Il Messaggero, 15 aprile 2022
Intervista a Claire Foy
Un divorzio così violento che quello fra Johnny Depp e Amber Heard, al confronto, pare una lite fra condomini. Una causa di separazione finita nei manuali di giurisprudenza. Un campione di mascolinità tossica, alcolista e brutale, e una donna che si emancipava dalla morale in anticipo sui tempi. Già impeccabile nei panni della Regina Elisabetta nella serie The Crown, l’inglese Claire Foy, 37 anni, due Emmy e un Golden Globe, è la protagonista di A Very British Scandal di Sarah Philips, miniserie Bbc in tre episodi, su TimVision dal 21 aprile, ispirata alla storia vera del divorzio a scena aperta tra i Duchi di Argyll, Margaret e Ian Campbell (Paul Bettany). Un caso mediatico senza precedenti, che nel 1963 si consumò tra accuse, scandalose rivelazioni e una campagna diffamatoria che colpi soprattutto lei, la Dirty Duchess (la duchessa sporcacciona), accusata di aver avuto 88 amanti e incastrata da una Polaroid, finita su tutti i tabloid d’Inghilterra, in cui si intratteneva, non proprio innocentemente, con un uomo diverso dal marito.
Dalla Regina alla Duchessa: uscirà mai da questi ruoli?
«Fortunatamente mi offrono anche altro. Ma non mi stupisco che la gente si appassioni alle serie in costume. Al pubblico piace il passato. Si scoprono tante cose su come funzionava la società, su come siamo cambiati».
E siamo cambiati molto dal divorzio Argyll?
«Diciamo che puntare il dito sulla promiscuità, sull’autonomia intellettuale e sessuale delle donne è il modo più antico del mondo per farci fuori. Viene usato fin dai tempi in cui ci bruciavano come streghe. Non siamo cambiati poi tanto».
La popolarità della coppia influì sulla morbosità dei media?

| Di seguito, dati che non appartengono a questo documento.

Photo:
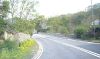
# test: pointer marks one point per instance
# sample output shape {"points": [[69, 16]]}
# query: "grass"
{"points": [[24, 50]]}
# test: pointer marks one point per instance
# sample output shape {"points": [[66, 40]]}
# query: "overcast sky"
{"points": [[58, 7]]}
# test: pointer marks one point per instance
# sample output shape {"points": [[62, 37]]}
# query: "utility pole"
{"points": [[92, 14]]}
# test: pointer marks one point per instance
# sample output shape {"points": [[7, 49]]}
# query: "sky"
{"points": [[51, 8]]}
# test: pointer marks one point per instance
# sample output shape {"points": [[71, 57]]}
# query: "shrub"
{"points": [[79, 32]]}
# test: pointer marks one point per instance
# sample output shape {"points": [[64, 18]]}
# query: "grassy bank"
{"points": [[13, 50]]}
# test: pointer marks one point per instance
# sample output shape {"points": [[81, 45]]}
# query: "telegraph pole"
{"points": [[92, 14]]}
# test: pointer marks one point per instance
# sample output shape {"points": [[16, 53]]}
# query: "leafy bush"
{"points": [[79, 32]]}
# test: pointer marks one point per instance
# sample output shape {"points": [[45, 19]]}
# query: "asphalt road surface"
{"points": [[55, 47]]}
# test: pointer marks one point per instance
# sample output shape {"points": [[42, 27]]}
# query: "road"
{"points": [[55, 47]]}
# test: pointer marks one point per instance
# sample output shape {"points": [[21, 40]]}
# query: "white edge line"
{"points": [[39, 52], [84, 41], [79, 48]]}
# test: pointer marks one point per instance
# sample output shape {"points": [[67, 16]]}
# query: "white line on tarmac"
{"points": [[40, 51]]}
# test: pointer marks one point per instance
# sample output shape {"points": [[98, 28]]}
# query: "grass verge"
{"points": [[12, 50]]}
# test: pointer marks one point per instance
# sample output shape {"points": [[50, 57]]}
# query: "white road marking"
{"points": [[40, 51], [79, 48], [83, 41]]}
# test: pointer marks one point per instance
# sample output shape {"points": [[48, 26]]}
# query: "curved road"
{"points": [[65, 48]]}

«Certo. Per qualche motivo anche oggi pensiamo che le persone che si espongono in pubblico siano senza macchia, che vivano esistenze idilliache. Quando poi si scopre che invece sono esseri umani, vulnerabili e fallibili, scatta l’odio».

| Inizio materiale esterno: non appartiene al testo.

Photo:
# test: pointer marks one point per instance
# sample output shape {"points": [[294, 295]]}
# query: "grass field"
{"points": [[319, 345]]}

E lei la popolarità come la vive?
«Detesto l’idea che la mia vita possa essere di dominio pubblico. Lo trovo schifoso. Ma ho imparato che posso anche far finta che certa stampa non esista».
Interpretare Margaret com’è stato?
«Era una privilegiata, viziata, amava mentire ed era piena di soldi. Una persona orribile, nella vita privata. Ma non per questo si meritava una simile campagna d’odio».

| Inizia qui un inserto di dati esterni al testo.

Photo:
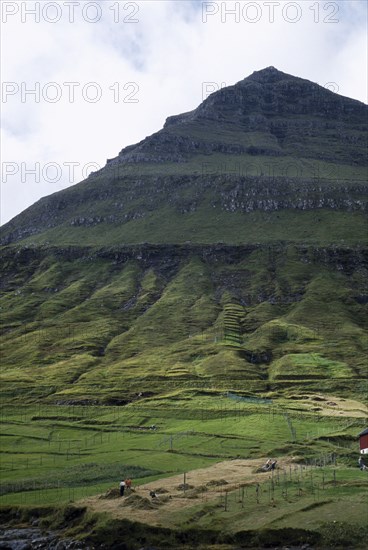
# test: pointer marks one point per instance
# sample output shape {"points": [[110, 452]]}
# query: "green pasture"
{"points": [[59, 453]]}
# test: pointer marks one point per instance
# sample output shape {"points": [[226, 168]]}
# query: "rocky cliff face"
{"points": [[272, 143]]}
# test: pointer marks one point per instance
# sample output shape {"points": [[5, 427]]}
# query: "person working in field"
{"points": [[128, 484]]}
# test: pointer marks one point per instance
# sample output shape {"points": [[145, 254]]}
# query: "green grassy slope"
{"points": [[85, 326]]}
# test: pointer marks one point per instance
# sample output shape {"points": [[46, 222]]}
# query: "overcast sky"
{"points": [[81, 80]]}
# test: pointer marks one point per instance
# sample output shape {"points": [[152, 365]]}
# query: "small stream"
{"points": [[32, 538]]}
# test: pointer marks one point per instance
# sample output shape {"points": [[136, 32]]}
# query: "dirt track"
{"points": [[171, 498]]}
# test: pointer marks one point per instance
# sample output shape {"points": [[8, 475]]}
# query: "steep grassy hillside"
{"points": [[103, 325]]}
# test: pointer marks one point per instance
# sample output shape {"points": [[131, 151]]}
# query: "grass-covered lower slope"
{"points": [[104, 325]]}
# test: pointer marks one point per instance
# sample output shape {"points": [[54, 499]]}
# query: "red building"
{"points": [[363, 441]]}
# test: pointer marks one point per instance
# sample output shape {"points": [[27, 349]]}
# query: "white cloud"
{"points": [[166, 55]]}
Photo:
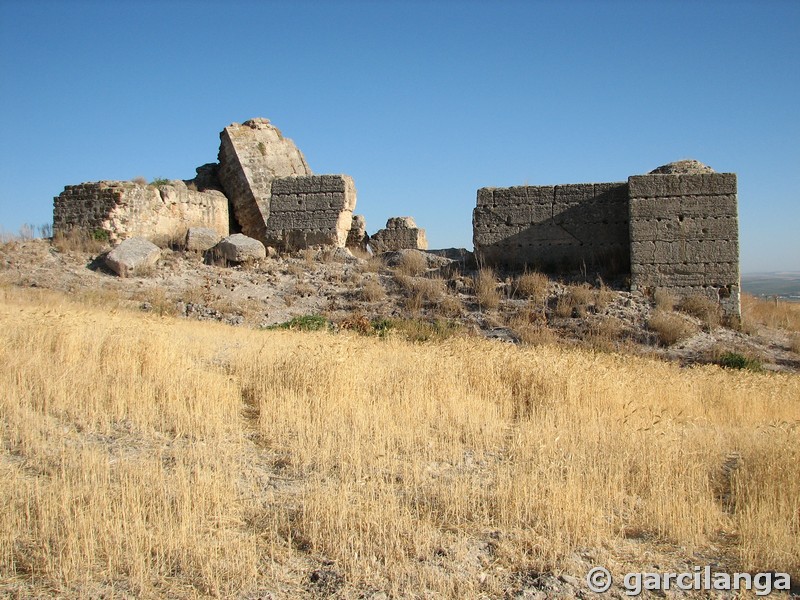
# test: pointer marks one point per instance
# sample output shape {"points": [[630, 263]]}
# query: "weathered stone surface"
{"points": [[207, 178], [393, 258], [251, 156], [682, 167], [685, 234], [240, 248], [660, 186], [316, 210], [676, 228], [132, 254], [400, 233], [553, 227], [401, 223], [200, 239], [126, 209], [357, 238]]}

La parte più terribile di quel divorzio?
«Tutto. Svegliarsi ogni mattina e pensare di andare in tribunale accolta dalla tifoseria del marito che urla puttana. La consapevolezza che qualsiasi cosa avesse detto sarebbe stata manipolata, e che la sua vita sarebbe stata osservata al microscopio. La prospettiva di rivedere la faccia del marito».
E con Paul Bettany (amico di Depp e coinvolto nella causa contro Amber Heard, ndr), com’è andata?
«Benissimo. Paul è un uomo divertente. Abbiamo lavorato in perfetta sintonia».
Ha parlato con i figli di Margaret?
«No. Non volevano avere niente a che fare con questo progetto».
La serie racconta tutto o manca qualche pezzo alla storia?
«Molte cose non erano realizzabili per questioni legali. Margaret ebbe una vita pienissima: rimase incinta a 16 anni ma abortì, ebbe un fidanzato morto in un incidente aereo e un altro che era un fondamentalista. Magari avessimo potuto metterci tutto».
Perché ci interessano tanto le storie dei ricchi?
«Perché le loro vite sono straordinarie. È lo stesso motivo per cui guardiamo Star Wars: c’è il dramma, c’è l’azione. E ci sono pure gli effetti speciali».
Ma quei due perché si erano sposati?
«Lei amava l’adrenalina, lui l’alcool e le sostanze. Si amavano per davvero, ma erano due personalità tossiche. Innamorate allo stesso modo: di se stesse».